Friday, 10 February 2017

Has the dream come true? - show me how I can see 10 years of XBRL data

This is the latest installment in what seems to be turning out to be a series - catch the start here - has the dream come true?

After my last post, I thought I really ought to show you all this data. Provide the evidence as it were. We've just added a few new bits and pieces to Xbrl Sheet so I also I thought it would be a good way to bring you upto date with what we've being doing over at XBRL to XL.

So it looks like this.

And you can see how I created this in next to no time (and how you can do the same) here.

And if you just can't wait and want to get hold of the data in a hurry for Neflix (or any company), you can download the Xbrl Sheet from here. Just pick up a token from the website and fire away.

Friday, 3 February 2017

Has the dream come true - Is there enough XBRL?

If you missed the introduction, then you can go back to this post.

I think I'm gonna end up tackling the "enough" question alot. Today as we stand at the beginning of the 2017 10-K reporting season, lets for now just narrow it down to the question of history.

Throughout this examination of the validity of XBRL today, I want to keep it as real world as possible, so a lot of my work in the coming weeks is gonna be working with a subset of companies from that most popular of general US indices - the S&P500. So I'm gonna draw from approx. 250* constituents to see if we can get closer to an answer.

*No I haven't just halved the index! I didn't want to work with financial companies as that just makes my life harder and I wanted to just look at companies that were going to lodge 10-K's in the current reporting window. Conveniently that left me with 256.

So before any reporting for 2017 began, we had (Source: XBRL to XL Database):

Which means not surprisingly, given how long XBRL has been a requirement, pretty much the entire population already has a five year history (not 100% as not all constituents were listed when XBRL filing started). That's a good start but even more excitingly, nearly 60% of this index population is suddenly gonna have 10 years of data! As the majority of their data points will now stretch back 10 years for the first time by the end of this reporting cycle. Companies are required to disclose 3 years of income and cash flow data (in each filing) so 8 filings will take you back 10 years for period items (9 years for balance sheet items).

In fact 4 companies (chevron corp, fluor corp, newmont mining corp, united technologies corp) had already filed 10'K's 8 times so this year will have a complete 10 year history.

10 years has always been regarded by analysts as the kinda historical period you can properly get your teeth into. The theory being that it equates roughly with an entire macro-economic cycle - from boom to bust.

Tuesday, 31 January 2017

And so has the dream come true?

Seeing I thought I had some stuff to say and I hadn't bloggged for far too long, I thought I'd look back at my early posts. When I started back in 2011, 2,000 companies had made their first fledgling filings. Now 11,000 plus companies have made over 170,000 filings (Source: XBRL to XL database).

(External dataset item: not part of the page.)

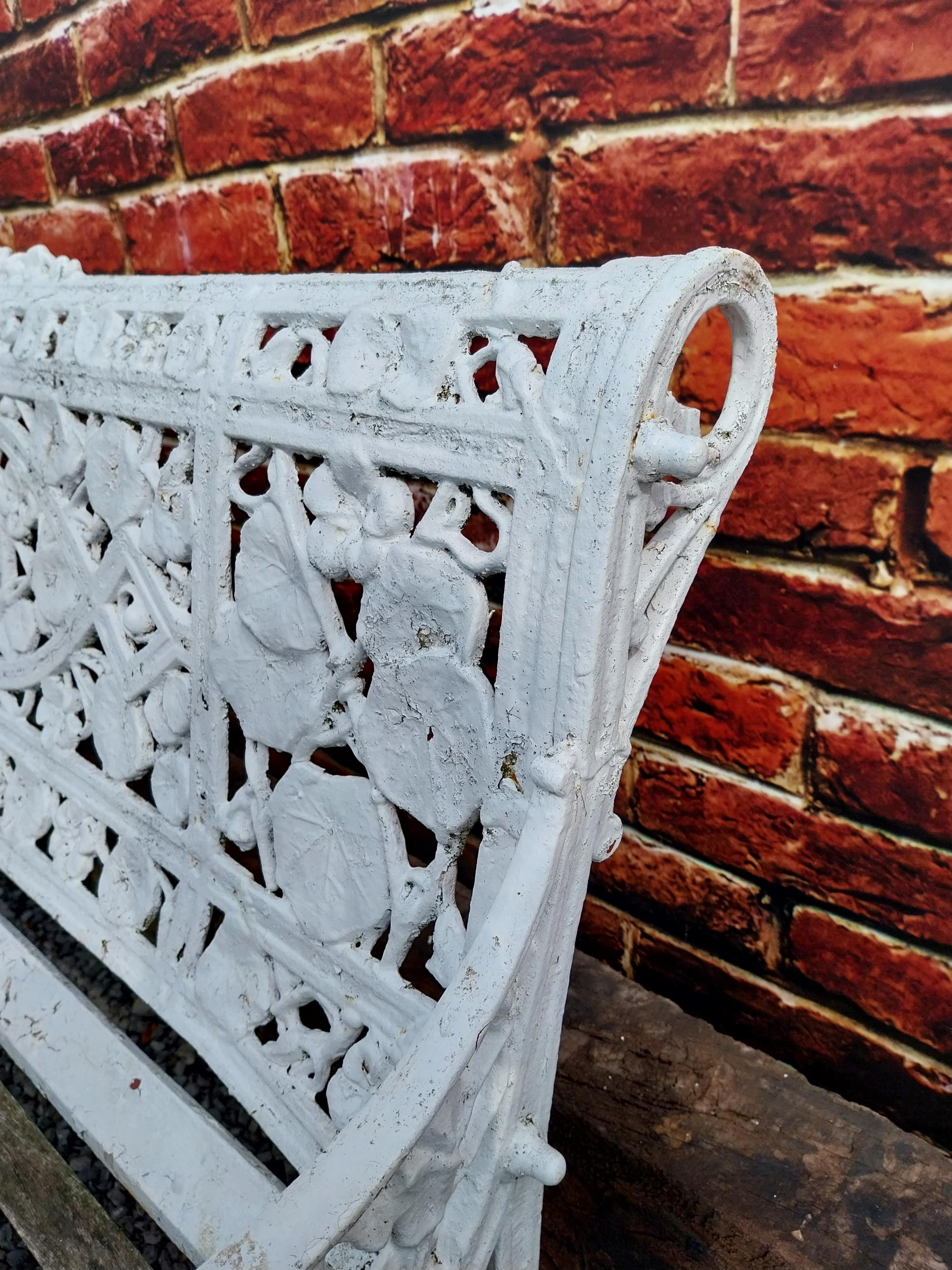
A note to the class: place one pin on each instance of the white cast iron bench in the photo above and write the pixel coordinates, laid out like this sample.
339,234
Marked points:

Now that we are swimming in a sea of XBRL, are we living in a world where analysis is easy, accurate and free (well cheap at least!)?

When XBRL started, there was a tremendous euphoria that we were on the cusp of analytical nirvana. The first mandatory filing season quickly burst that bubble. XBRL it appeared (or certainly the FASB/SEC implementation) wasn't all it was cracked up to be. Those problems are well documented but all the same I thought it would be worth listing them here to see what if anything has changed. Has nirvana sailed back into sight or is it still a case of manana?

So why couldn't I use XBRL?

There wasn't enough of it. If I'd only got a few 10-K and Q filings, how could I do any meaningful historical analysis?

There was too much of it! Over 16,000 tags, but I'm only interested in two or three hundred data points at the most!

It was complicated. A lot of the interesting numbers that were being structured for the first time were held in weird structures - multi-dimensioned hypercubes. And what the hell is a tuple?

I couldn't access it. Yes I could go to the SEC website and download it for free but then what? It certainly wasn't playing nice with Excel which was somewhat of a surprise for structured data.

This structured data didn't have any structure. Why could I get a tagged figure for Revenues for Google but not for Microsoft. How does that work? And what was I meant to do with extensions which seemed to allow Filers to bypass completely any semblance of standardisation that might exist.

So apart from too little data, too much data, obscure complicated structures, poor accessibility, evanescent structures, extensions, what else was wrong?

...Oh did I mention the errors? Filings in the early years were plagued with errors. The top three spots on the podium of errors were taken in reverse order by missing required values (like err, earnings per share), negative values (due to yet another layer of complication) and right at the top, invalid axis combinations?? Exactly! (Filers were tying themselves up in tuples trying to dimension this stuff). The most oft cited error - the mis-used extension didn't even get a look in. Pushed way off the rostrum by more basic booby traps.

So given what I've just said, the next question might seem a little rhetorical - could I trust the source? There ought to have been a simple answer to this question. Something along the lines of yes. I was no longer having to deal with a middle man to get my structured data (a vendor), it was being signed off by the company and of course audited. Except it wasn't - the audited accounts were a separate filing, the html 10-K. The xml XBRL was in a seperate file which wasn't audited and for which the Directors had no liability.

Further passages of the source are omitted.